TIP of the day - from the blogs: identifying potentially important words and concepts in a text
MJ. Smith
MVP Posts: 53,108
From Perseus:
The Vocabulary Tool is very versatile and it can be used in several ways to help you read a text in the Perseus Digital Library.
- A Comprehensive Vocabulary List for a Work: If you want a comprehensive vocabulary list that you can consult as you read and review a text, you should select the text that you are trying to read in the select box. Use the alphabetical sort order and show all words for the list size. This will produce a comprehensive list of words in alphabetical order that you can annotate and consult easily as you are reading a text.
- A List of Essential Words for an Author: If you want to improve your mastery of a particular Greek or Latin author, you should select all of the works by that author in the select box. Select weighted frequency as your sort order and top 40% or top 50% as your list size option. This will provide you with a list of 'essential words' that you should memorize to maximize your understanding of that author.

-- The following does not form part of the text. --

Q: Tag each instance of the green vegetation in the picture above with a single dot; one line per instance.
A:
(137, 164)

- A List of Basic Words for Intermediate-Level Reading: If you are an intermediate-level student, beginning to read unadapted texts, select five or six texts of interest in the select box. Select weighted frequency as your sort order and top 50% or top 60% as your list size option. This will give you a sense of the most important words in the language; when you are familar with these words, you can begin reading, confident that you will know half to two-thirds of the words on a typical page.
- A List of Essential Words for a Comprehensive Greek or Latin Exam: If you are an advanced student preparing for comprehensive exams, select a large list of authors that are appropriate for the requirements of your exam in the language box. Select weighted frequency as your sort order and top 70% or top 80% as your list size option. This will provide you with a list of important words to help you prepare for your exam.
- A List of Key Words for a Text: If you want a quick overview of the potentially important words and concepts in a text, select the text that interests you with a sort order of key word score and a list size of top 10%. This will provide a short list of potentially important words to be aware of as you read the text.
- Word Frequency Tool (Greek or Latin): If you are searching for occurrences of specific Greek or Latin words, you may use the Word Frequency Tool. There are several options for displaying results. Sort Authors Alphabetically is the default option. Sort Authors by Type of Literature will sort results according to types such as comedy, history, tragedy,etc. Sort Authors by Date will list authors starting from the earliest work to the latest based on the best evidence we have for each author. Words in Author will sort results from the author with the most words in Perseus, to the author with the fewest. Maximum Instances will sort results from the most possible instances in a given author; Minimum Instances reverses this list and starts with the fewest. Maximum Frequency/10K will sort the results from the highest incidence of relative frequency to the lowest; Minimum Frequency/10K reverses this list and begins with the lowest relative frequency.
Why are there Maximum and Minimum Frequencies? Although Perseus can disambiguate a vast majority of Greek and Latin words, there are some forms which may be derived from more than one lexicon entry. (E.g. "flies" may be an instance of the verb "to fly" or the noun "fly", so Perseus would include it in the count for both words. On the other hand, there's no doubt that "sneezed" is a form of "to sneeze") In cases where the maximum instances differ from the minimum, the maximum are all of the possible occurrences of a given lemma, and the minimum are all of the occurrences of the word which the computer has disambiguated. So, all ambiguous forms are included in a maximum count, and excluded from the minimum. This is also true of the relative frequency calculations.
What is a Weighted Frequency? A weighted frequency tells you whether the actual frequency count for a word (if this were possible) would be closer to the minimum or maximum frequency score. The weighted frequency is determined by assigning a weight to each inflected form based on the number of possible dictionary forms from which the inflected form could be derived. For example, an unambiguous word would have a weight of 1, a word that could be derived from two dictionary headwords would receive a weight of 1/2, a word that could be from 3 different headwords is given the weight of 1/3, etc. The weighted frequency is calculated as the sum of the weights for each inflected form that appears in a text. If the weighted score is equal to the average of the minimum and maximum score, you know that the word is entirely ambiguous in all of its forms. On the other hand, if the minimum, maximum, and weighted scores are all the same, you know the word is entirely unambiguous in all of its forms. As the weight approaches the maximum score, it becomes more likely that the maximum count is closer to the actual count; the actual count would be greater than the weighted score and less than or equal to the maximum.
Why use relative frequencies? Relative frequencies are based on occurrences of a given word per 10,000 words. For instance, in the case of the Greek verb pempô, Plutarch uses this verb 146 times, which is unimpressive compared with Xenophon's maximum of 350 times. Yet, the corpus of Plutarch on-line in Perseus is about 107,000 words compared with Xenophon's 312,000. So, the relative frequency in Plutarch is 13.67 at its maximum, compared with Xenophon's maximum of 11.21. When making comparisons between authors, it is most useful to know the relative frequency for a given word rather than the word count itself, since the size of the corpora vary.